The Great Pyramid of Giza near Cairo, Egypt’s capital city. Photo. Foto: Berthold Werner / CC BY-SA 3.0

According to media reports, the amendments are a reaction to numerous violations of the law up to the highest level in the past. Since April 2017, a dozen former staff members of the Antiquities Ministry have faced trial. They are accused of helping a team of German archaeologists steal archaeological material. Chemnitz-based experimental archaeologist Dr. Dominique Görlitz and team manager Stefan Erdmann allegedly took a sample of a cartouche in the Great Pyramid of Giza near Cairo in 2013. They are said to have damaged the royal burial chamber during their visit that was not officially approved.
Because the Germans had already returned home they didn’t have to go to jail – in 2014, a court in Egypt had sentenced them in their absence to five years imprisonment. Although Görlitz, whose academic findings are a matter of dispute among his colleagues, declares his innocence, he was arrested for 50 days in Oman only recently, in April 2017, because Egypt made an extradition request. It was only after the intervention of the German Embassy that Görlitz was released.

With the new regulations and the case of Dominique Görlitz, Egyptian authorities want to show the world that they take drastic measures to protect cultural property. Criminal offences on this matter stand alongside state treason. While in Germany lifelong imprisonment is usually suspended after 15-20 years, in Egypt it way well take up to 40 years. Only drug dealing, terrorism and murder are punished more harshly. A murderer is sentenced to death by hanging or shooting.

If the amendments will serve to protect cultural property effectively or, rather, be an instrument of repression in a country where military courts sentence three-year-olds to life in prison, for participating in bloody riots, remains to be seen.
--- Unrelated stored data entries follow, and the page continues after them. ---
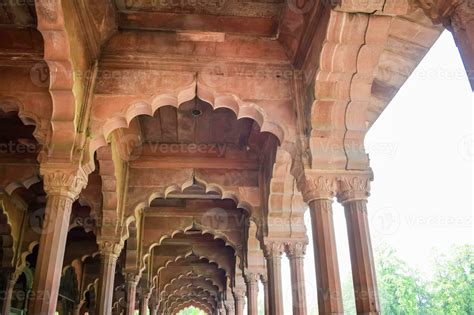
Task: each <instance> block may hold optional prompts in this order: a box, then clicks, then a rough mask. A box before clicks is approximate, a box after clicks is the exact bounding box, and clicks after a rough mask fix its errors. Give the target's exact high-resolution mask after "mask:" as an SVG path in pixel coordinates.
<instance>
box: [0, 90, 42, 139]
mask: <svg viewBox="0 0 474 315" xmlns="http://www.w3.org/2000/svg"><path fill="white" fill-rule="evenodd" d="M32 107H33V106H25V104H24V102H22V101H21V100H20V99H19V98H18V97H14V96H7V95H0V110H2V111H3V112H5V113H10V112H18V117H19V118H20V119H21V121H22V122H23V124H24V125H25V126H31V125H33V126H35V130H34V132H33V136H34V137H35V138H36V140H37V141H38V143H40V144H42V145H46V144H48V142H49V137H50V135H51V127H50V126H49V123H48V120H47V118H46V117H41V116H39V114H38V113H37V112H33V111H31V108H32Z"/></svg>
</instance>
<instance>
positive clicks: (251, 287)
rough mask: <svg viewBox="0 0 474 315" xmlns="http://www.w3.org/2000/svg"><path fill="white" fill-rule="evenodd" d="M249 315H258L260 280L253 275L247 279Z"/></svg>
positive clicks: (247, 291)
mask: <svg viewBox="0 0 474 315" xmlns="http://www.w3.org/2000/svg"><path fill="white" fill-rule="evenodd" d="M247 300H248V315H257V314H258V278H255V276H253V275H251V276H249V277H248V279H247Z"/></svg>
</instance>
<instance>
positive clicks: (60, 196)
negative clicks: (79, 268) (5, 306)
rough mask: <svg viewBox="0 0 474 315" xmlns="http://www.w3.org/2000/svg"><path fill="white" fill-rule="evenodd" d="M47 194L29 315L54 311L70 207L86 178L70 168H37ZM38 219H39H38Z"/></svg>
mask: <svg viewBox="0 0 474 315" xmlns="http://www.w3.org/2000/svg"><path fill="white" fill-rule="evenodd" d="M41 172H42V174H43V184H44V190H45V191H46V194H47V201H46V209H45V217H44V221H43V225H42V229H41V231H38V232H39V233H41V237H40V245H39V252H38V259H37V262H36V271H35V279H34V282H33V292H32V294H31V303H30V307H29V309H30V311H29V313H30V314H35V315H50V314H54V313H55V311H56V304H57V301H58V293H59V284H60V281H61V273H62V268H63V261H64V251H65V248H66V239H67V233H68V230H69V220H70V217H71V210H72V204H73V202H74V201H75V200H76V199H77V197H78V196H79V193H80V191H81V190H82V188H83V187H84V186H85V185H86V183H87V176H86V175H85V174H84V173H82V172H78V171H77V170H71V169H50V168H48V169H44V168H42V169H41ZM39 219H40V218H39Z"/></svg>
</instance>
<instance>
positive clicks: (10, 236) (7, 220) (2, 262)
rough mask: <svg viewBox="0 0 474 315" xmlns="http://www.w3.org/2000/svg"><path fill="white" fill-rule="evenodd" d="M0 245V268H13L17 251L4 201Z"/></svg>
mask: <svg viewBox="0 0 474 315" xmlns="http://www.w3.org/2000/svg"><path fill="white" fill-rule="evenodd" d="M0 244H1V249H2V256H1V260H0V266H1V267H6V268H11V267H13V264H14V262H13V259H14V257H15V249H14V240H13V236H12V226H11V223H10V218H9V217H8V213H7V211H6V209H5V207H4V205H3V202H2V201H0Z"/></svg>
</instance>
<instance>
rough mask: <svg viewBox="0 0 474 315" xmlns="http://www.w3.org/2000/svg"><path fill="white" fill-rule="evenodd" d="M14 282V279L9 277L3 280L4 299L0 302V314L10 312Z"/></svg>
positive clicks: (7, 313)
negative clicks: (7, 278) (1, 305)
mask: <svg viewBox="0 0 474 315" xmlns="http://www.w3.org/2000/svg"><path fill="white" fill-rule="evenodd" d="M15 283H16V279H12V278H10V277H8V279H7V280H6V281H5V292H4V300H3V303H2V312H1V313H0V314H10V307H11V304H12V295H13V288H14V287H15Z"/></svg>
Egyptian reports on this news can be read here and here.

On YouTube, German archaeologist Dominique Görlitz speaks about his academic theories and his Cheops Project.

The UNESCO provides details of Egypt’s antiquities law in a pdf for download.

Information on the stiffening of other laws and the disregard for human rights under Egypt’s President Abdel Fattah al-Sisi can be found in the Anmnesty International Annual Report 2016/17.

Please read about the toddler sentenced in a mass trial to life in jail by clicking here.

Sometimes the wrong people face such penalties, as illustrated for instance by the famous case of the Swiss policeman who was sentenced to one year and 15 days because he wanted to take a roughly 20 centimeter marble fragment as a souvenir in Turkey. CoinsWeekly reported. In Egypt, he would be imprisoned for 40 years.